Age‐associated changes in MSCs should be taken into account when they are intended for application in research or for cytotherapy for chronic wound healing. It is required to investigate the entire organism for the internal drivers and extracellular interactions at the molecular, cellular and organ levels, based on the substantial individual variation, with multiple experimental methods. It is also crucial for better approaches to isolate, expand and characterise MSC populations. In addition, resolutions of ageing‐related stem cell changes are required to identify specific pathways involved in the activation of MSCs, which is important in the regeneration of a complete and functional tissue.
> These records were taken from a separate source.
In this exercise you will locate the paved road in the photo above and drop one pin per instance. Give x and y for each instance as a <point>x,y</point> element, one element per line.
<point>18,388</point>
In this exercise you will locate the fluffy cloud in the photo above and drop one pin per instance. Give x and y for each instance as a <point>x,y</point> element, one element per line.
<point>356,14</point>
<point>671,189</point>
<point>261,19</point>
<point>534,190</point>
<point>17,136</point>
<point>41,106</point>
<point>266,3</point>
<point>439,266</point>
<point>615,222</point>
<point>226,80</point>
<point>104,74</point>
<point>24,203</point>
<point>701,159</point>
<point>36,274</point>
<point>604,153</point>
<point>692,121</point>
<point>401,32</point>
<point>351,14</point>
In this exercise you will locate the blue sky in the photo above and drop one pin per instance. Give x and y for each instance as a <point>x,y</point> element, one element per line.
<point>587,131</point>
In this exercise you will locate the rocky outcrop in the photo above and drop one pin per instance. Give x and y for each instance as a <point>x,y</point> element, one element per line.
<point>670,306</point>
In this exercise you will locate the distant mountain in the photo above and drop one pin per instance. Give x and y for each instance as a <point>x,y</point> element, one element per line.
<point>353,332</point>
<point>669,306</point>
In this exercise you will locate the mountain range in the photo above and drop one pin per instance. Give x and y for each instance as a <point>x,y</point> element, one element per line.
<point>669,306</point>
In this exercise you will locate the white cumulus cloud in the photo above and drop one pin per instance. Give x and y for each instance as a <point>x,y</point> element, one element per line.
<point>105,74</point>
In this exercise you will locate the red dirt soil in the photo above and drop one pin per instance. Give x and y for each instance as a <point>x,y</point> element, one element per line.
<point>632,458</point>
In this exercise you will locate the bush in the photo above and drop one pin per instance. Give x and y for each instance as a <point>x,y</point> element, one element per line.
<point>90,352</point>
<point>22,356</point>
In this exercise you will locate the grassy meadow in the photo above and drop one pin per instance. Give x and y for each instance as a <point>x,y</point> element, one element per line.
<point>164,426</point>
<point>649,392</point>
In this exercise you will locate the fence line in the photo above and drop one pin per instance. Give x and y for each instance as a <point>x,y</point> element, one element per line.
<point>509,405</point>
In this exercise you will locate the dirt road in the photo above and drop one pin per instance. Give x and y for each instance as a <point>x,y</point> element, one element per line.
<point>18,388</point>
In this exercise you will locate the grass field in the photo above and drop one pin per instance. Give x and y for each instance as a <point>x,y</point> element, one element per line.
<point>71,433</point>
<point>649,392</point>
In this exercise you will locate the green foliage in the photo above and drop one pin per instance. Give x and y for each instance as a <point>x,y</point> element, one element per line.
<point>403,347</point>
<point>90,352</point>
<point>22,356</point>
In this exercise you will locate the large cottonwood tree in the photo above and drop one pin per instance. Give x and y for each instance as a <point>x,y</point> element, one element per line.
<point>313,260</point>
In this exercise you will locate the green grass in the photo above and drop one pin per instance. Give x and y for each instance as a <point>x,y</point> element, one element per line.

Future directions for research in this field might focus on optimization of MSC efficiency in the chronic wound context, both by improving cell function via independent technologies or in combination with tissue engineering designs as well as niche regulation. Moreover, ongoing promising strategies to extend MSC survival and optimise cell delivery continue to emerge, which will improve the regenerative potential of these ageing MSCs in the future.

Acknowledgements

This article was supported in part by the National Nature Science Foundation of China (81121004, 81230041 and 81372066) and the National Basic Science and Development Program (973 Program, 2012CB518105).

The authors declare that they have no competing financial interests.